"E aqueles que foram vistos dançando foram julgados insanos por aqueles que não podiam escutar a música"
Friedrich Nietzsche

quarta-feira, março 26, 2008

Instituto Humanitas Unisinos - 23/03/08

Crise financeira faz Brasil perder oportunidade histórica de crescimento acelerado e sustentado por longo prazo


Com a crise financeira americana, tudo indica que perderemos uma oportunidade histórica de transitar para crescimento acelerado e sustentado por longo prazo. A análise é do economista Yoshiaki Nakano, em artigo na Folha de S. Paulo, 23-03-2008. Nakano é diretor da Escola de Economia de São Paulo da FGV (Fundação Getulio Vargas), foi secretário da Fazenda do Estado de São Paulo no governo Mario Covas (1995-2001).

Eis o artigo.

Nos próximos meses a economia brasileira atingirá o auge do ciclo de recuperação. Tudo indica que perderemos uma oportunidade histórica de transitar para crescimento acelerado e sustentado por longo prazo. Vários indicadores e eventos internacionais sinalizam que uma economia dependente de fatores externos para crescer, como a nossa, está chegando ao auge do crescimento. Da mesma forma, a recuperação do mercado interno está também chegando a seu limite com as restrições impostas pela política macroeconômica.

Com a crise financeira americana, o crescimento da economia mundial previsto pelo FMI em 5,2% foi revisto para 4,8%, depois para 4,1%, e nova revisão para baixo será anunciada. A economia americana deverá crescer menos de 1%, e a européia também desacelerará. A China, com a taxa de inflação atingindo 8,7% em fevereiro, fará esforços para desacelerar o crescimento. Eles anunciaram a meta de crescimento de 8% para este ano e, para atingi-la, será necessário desacelerar o crescimento em 3,4 pontos percentuais em relação ao ano passado.

Os mercados de commodities já dão sinais de estar atingindo o pico - a queda dos preços vem ocorrendo pela recessão e pela saída dos afetados pela crise financeira. Estamos assistindo, simultaneamente, a desaceleração da economia global e o esfriamento dos preços de commodities com óbvios impactos sobre nossas exportações e nosso crescimento.

A metástase da crise financeira norte americana vem se mostrando com uma extensão maior e mais profunda do que se imaginava, podendo provocar uma reviravolta no fluxo de capitais, levando à depreciação do real e com impacto imediato sobre a taxa de inflação.

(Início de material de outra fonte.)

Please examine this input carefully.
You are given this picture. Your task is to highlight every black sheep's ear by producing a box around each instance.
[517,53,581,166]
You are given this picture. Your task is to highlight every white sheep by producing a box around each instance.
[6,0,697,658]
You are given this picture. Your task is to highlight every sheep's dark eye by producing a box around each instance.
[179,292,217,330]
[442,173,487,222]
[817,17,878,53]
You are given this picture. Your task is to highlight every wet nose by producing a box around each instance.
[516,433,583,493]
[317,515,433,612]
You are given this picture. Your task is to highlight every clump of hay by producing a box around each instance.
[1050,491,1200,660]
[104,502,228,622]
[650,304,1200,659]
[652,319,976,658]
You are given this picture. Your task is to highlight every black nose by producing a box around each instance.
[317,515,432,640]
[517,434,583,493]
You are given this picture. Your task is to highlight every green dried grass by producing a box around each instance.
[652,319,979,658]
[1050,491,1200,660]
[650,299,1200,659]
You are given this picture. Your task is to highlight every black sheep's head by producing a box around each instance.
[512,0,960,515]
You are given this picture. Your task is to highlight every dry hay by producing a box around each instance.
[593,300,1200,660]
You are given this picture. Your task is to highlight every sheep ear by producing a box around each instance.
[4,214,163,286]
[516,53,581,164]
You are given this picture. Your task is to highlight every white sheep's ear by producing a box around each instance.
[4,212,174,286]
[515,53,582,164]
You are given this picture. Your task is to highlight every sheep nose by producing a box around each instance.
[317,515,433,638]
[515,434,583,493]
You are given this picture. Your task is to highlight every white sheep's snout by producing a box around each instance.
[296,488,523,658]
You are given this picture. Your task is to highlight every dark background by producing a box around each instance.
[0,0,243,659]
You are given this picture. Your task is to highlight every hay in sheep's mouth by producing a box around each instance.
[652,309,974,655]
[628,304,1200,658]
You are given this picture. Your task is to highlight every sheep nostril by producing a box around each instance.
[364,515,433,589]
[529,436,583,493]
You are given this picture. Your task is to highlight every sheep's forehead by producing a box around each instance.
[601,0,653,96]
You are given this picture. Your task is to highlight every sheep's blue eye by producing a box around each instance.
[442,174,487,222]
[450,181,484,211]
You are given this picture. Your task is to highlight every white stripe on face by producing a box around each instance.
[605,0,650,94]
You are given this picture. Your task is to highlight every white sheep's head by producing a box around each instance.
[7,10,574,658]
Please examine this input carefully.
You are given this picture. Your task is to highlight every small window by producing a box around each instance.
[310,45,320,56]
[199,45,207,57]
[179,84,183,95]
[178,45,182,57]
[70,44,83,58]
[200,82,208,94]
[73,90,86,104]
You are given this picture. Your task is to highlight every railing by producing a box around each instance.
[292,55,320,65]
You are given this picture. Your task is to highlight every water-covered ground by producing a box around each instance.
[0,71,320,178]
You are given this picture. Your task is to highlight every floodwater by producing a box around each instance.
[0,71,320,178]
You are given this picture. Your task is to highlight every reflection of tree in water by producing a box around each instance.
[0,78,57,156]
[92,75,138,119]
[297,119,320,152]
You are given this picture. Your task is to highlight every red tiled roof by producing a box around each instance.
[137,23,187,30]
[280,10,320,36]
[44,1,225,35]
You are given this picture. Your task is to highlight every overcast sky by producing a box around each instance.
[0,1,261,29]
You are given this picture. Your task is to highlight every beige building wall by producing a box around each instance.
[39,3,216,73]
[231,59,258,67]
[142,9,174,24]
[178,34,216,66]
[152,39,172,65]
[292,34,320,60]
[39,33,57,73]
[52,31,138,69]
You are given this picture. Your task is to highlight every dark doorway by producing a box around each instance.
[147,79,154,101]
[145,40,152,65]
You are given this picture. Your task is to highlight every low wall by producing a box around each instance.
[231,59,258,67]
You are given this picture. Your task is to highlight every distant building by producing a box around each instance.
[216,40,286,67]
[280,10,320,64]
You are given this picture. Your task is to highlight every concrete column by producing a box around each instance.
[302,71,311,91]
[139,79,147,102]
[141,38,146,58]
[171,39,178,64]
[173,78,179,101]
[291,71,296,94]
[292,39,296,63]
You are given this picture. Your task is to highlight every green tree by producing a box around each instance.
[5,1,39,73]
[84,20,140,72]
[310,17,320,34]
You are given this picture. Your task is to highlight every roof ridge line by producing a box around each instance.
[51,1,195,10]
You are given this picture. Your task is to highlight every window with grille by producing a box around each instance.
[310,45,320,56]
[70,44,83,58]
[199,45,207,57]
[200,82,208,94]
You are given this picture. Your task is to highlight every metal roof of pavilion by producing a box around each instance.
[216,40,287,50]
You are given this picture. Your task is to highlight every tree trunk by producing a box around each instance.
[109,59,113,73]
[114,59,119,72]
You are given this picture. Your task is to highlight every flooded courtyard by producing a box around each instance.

Enquanto isso, a política de taxa de juros elevadas do Banco Central e a forte apreciação da taxa de cambial, desde 2004, vêm manifestando seus efeitos defasados, acelerando o aumento de importações, mês a mês, de forma que, em fevereiro passado, comparado com o mesmo mês do ano anterior, elas crescessem à taxa de 64,8%! Isso é insustentável, pois já no final do ano teremos um megadéficit nas transações correntes -e o desfecho desse quadro é bastante conhecido. Com a taxa de câmbio tão apreciada, não é à toa que o consumo doméstico cresça a 9% enquanto a produção doméstica cresça pouco mais de 5%. Obviamente, só uma explosão nas importações fecha as contas.

As condições das experiências bem-sucedidas de transição para crescimento acelerado por longo prazo são conhecidas: maior abertura da economia, ampliando de forma sustentável o fluxo de comércio externo, evitando para isso que a taxa de câmbio se aprecie; ampliação da taxa de investimento produtivo - no nosso caso, em pelo menos 5% em relação ao PIB, para que este possa crescer sustentadamente 5% ao ano; redução relativa do consumo do governo, para abrir espaço para a ampliação da taxa de investimento; e fazer as reformas institucionais necessárias no prazo de até cinco anos depois de iniciada a aceleração. Infelizmente, fizemos importantes avanços em algumas áreas, mas nem de longe construímos as condições acima.